Automatic Key Management

Configuring security keys to expire after a period of inactivity prevents the buildup of stale credentials. Employees and automated systems frequently generate keys that are eventually forgotten as roles change or projects end. Without automated expiration, these dormant keys provide otherwise permanent access. If an attacker discovers one of these forgotten keys, they can gain that access without seeming suspicious or triggering intrusion detection systems.

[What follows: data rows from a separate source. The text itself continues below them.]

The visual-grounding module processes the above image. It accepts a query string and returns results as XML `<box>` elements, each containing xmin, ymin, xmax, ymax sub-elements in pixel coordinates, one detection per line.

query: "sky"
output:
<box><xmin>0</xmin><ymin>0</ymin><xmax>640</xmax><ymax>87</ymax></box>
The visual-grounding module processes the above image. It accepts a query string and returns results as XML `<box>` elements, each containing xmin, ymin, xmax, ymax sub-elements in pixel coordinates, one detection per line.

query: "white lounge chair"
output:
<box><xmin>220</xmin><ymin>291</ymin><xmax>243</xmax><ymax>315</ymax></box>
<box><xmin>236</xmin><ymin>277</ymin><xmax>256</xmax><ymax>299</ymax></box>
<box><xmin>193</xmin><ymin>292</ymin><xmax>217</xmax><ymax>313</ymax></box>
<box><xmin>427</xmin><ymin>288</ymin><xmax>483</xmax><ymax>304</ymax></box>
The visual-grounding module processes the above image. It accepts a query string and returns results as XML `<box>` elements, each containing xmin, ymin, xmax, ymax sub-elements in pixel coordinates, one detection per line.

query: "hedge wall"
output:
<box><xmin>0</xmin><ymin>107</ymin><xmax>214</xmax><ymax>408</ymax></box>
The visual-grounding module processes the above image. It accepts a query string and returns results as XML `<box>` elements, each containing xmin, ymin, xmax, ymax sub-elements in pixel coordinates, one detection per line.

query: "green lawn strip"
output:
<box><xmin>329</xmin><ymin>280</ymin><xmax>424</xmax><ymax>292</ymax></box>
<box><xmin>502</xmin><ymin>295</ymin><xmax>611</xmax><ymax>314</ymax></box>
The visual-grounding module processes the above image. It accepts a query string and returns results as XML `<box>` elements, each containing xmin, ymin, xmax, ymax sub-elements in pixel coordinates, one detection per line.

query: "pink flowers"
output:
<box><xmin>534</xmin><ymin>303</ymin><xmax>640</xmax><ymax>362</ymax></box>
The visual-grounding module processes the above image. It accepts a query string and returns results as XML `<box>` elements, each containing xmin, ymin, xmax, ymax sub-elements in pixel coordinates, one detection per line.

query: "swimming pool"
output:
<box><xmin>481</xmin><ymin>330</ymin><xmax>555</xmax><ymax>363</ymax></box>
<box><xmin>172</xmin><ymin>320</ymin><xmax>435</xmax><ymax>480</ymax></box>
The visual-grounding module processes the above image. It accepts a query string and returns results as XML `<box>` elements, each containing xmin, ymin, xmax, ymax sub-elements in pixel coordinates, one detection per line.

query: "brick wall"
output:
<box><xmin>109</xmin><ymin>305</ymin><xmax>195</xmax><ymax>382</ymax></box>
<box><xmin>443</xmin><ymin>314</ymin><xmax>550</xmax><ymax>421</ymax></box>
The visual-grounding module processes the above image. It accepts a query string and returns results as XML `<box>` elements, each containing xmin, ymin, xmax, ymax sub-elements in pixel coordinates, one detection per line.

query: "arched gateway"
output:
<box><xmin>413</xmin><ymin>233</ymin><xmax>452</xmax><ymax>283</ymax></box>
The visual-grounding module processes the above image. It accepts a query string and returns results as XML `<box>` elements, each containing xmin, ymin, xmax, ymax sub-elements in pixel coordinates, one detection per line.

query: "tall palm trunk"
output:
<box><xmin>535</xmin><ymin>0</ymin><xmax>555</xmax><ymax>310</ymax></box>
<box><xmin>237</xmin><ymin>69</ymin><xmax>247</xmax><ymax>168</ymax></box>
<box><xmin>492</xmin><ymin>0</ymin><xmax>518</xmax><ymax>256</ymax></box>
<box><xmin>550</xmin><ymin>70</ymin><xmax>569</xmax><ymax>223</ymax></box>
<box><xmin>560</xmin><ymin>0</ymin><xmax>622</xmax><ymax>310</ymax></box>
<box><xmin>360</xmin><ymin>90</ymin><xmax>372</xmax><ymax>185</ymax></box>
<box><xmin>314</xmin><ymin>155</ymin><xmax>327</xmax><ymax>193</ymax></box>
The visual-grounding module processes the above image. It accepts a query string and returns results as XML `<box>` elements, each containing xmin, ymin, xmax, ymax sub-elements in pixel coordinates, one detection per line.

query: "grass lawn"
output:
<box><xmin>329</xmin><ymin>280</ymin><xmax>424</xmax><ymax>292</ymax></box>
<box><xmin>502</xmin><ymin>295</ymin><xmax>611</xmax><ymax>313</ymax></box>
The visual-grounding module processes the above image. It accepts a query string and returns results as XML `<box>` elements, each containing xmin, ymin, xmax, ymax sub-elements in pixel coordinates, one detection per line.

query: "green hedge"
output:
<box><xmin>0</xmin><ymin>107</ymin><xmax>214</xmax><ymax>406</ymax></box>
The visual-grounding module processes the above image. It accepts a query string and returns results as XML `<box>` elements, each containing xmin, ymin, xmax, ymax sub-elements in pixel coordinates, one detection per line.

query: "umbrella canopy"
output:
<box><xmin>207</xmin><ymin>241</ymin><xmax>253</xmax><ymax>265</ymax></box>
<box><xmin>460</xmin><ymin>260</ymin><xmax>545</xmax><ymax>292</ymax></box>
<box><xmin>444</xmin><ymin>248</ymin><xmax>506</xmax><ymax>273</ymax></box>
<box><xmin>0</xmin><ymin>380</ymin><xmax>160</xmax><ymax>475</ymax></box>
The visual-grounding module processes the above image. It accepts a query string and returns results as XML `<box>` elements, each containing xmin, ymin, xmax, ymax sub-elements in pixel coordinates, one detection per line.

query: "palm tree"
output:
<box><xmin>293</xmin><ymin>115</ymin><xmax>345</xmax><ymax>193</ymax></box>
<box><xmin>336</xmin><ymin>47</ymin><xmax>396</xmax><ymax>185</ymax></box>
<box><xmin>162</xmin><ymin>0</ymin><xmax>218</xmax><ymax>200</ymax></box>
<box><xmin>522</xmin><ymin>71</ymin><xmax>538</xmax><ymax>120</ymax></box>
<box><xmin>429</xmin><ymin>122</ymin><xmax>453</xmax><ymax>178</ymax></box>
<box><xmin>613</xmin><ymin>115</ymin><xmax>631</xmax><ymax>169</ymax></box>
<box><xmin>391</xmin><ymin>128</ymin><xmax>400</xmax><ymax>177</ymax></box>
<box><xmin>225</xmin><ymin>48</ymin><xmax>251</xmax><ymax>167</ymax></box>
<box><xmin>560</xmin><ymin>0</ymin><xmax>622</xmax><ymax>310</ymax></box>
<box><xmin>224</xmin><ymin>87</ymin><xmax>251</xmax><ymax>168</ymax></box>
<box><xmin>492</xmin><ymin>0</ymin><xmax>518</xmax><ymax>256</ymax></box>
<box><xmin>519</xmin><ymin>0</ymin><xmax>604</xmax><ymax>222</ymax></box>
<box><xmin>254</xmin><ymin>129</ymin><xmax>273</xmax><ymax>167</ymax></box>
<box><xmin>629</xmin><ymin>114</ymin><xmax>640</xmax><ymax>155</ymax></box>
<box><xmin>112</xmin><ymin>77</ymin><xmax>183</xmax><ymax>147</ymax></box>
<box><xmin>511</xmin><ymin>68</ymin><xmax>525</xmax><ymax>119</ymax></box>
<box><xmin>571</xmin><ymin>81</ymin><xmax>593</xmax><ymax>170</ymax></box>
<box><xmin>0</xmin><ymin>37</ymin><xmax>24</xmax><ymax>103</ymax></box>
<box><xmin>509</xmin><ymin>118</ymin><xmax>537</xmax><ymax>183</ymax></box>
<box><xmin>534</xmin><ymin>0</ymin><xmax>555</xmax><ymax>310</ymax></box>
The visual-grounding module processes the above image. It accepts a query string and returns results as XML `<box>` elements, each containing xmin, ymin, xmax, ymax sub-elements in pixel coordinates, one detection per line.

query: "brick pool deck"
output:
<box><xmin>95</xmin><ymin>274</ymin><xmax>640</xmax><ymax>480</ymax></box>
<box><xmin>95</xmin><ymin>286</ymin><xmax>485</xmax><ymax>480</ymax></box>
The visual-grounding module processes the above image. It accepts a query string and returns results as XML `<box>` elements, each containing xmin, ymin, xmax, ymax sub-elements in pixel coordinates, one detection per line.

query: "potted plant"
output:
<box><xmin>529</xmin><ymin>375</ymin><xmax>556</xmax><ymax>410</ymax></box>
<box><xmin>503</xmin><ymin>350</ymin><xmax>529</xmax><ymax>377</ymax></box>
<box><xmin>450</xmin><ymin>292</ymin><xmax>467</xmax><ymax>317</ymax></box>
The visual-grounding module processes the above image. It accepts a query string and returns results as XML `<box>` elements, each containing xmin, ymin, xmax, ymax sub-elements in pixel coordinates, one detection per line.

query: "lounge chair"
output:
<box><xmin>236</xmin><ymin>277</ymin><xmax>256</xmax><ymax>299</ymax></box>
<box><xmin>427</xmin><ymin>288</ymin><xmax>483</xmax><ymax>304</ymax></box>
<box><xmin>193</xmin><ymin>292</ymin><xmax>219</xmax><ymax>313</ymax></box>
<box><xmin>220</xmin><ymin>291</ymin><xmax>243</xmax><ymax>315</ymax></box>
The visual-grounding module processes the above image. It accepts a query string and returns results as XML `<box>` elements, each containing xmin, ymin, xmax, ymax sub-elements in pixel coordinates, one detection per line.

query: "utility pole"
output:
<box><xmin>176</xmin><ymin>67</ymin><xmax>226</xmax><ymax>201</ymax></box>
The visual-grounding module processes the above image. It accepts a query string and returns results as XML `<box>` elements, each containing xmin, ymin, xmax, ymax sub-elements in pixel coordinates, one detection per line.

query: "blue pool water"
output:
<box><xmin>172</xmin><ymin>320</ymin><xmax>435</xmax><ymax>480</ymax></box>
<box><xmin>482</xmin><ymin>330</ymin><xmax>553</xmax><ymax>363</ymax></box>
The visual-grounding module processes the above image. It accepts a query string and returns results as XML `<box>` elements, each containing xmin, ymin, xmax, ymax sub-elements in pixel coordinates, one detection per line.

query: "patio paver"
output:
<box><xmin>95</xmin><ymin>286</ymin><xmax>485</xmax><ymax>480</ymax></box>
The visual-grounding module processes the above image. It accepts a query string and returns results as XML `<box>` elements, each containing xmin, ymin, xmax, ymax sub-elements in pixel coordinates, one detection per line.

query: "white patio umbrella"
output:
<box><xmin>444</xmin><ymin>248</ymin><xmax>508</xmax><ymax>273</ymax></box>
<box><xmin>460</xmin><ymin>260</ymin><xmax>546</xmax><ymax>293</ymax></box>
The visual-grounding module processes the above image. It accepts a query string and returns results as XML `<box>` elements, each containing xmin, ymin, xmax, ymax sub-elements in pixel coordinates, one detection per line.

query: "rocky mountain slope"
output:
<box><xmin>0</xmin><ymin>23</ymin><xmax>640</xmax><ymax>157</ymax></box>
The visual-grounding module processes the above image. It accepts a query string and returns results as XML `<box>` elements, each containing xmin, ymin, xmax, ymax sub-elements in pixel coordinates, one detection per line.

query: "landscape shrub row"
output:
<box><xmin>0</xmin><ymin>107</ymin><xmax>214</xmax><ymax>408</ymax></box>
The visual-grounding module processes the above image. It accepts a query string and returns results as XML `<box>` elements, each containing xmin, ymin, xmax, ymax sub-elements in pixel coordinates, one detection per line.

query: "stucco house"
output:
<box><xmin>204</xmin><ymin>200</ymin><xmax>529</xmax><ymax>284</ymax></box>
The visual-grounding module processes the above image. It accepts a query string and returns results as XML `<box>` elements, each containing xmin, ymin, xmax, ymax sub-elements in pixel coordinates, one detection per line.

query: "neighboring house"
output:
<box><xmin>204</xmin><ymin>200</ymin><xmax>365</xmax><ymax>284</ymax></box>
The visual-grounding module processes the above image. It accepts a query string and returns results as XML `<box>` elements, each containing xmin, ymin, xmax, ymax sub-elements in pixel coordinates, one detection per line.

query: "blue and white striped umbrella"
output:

Automated expiration directly supports compliance with rigorous industry standards, which require regular rotation and verification of cryptographic keys. With an automated policy to remove unused keys, businesses can reduce their attack surface and decrease the blast radius of a potential compromise. Automatic key management forces a lifecycle where keys are either actively maintained by their owners or automatically revoked.

Key Lifecycle Rules let you define policies to automatically remove dormant security keys, either SSH keys or GPG/PGP keys.

Key Lifecycle Rules

Only Site Administrators can define and manage Key Lifecycle Rules. The Site Administrator chooses which type of key each rule affects, either SSH keys or GPG/PGP keys.

In addition to the key type, each rule must also specify the number of days the key can be unused before it will be removed automatically. For an SSH key, this represents how long since the key was used by a user account to connect to your site. For a GPG/PGP key, this represents the time since the key was used for a cryptographic operation (encryption, decryption or recryption).

Effects of Key Removal

When GPG/PGP keys are removed by a lifecycle rule, automatic encryption, decryption or recryption behaviors that use that key are not removed. When a new file operation triggers a behavior that uses a deleted key, the GPG cryptography will fail, generating an alert email for site administrators.

When an SSH key is removed, the user account associated with the key is not disabled or removed. If the user account has no other authentication methods or valid keys, it will no longer be able to connect. Only SSH keys that are associated with a user account are affected by lifecycle rules; any SSH keys that you have stored in Remote Server configurations are not deleted by lifecycle rules.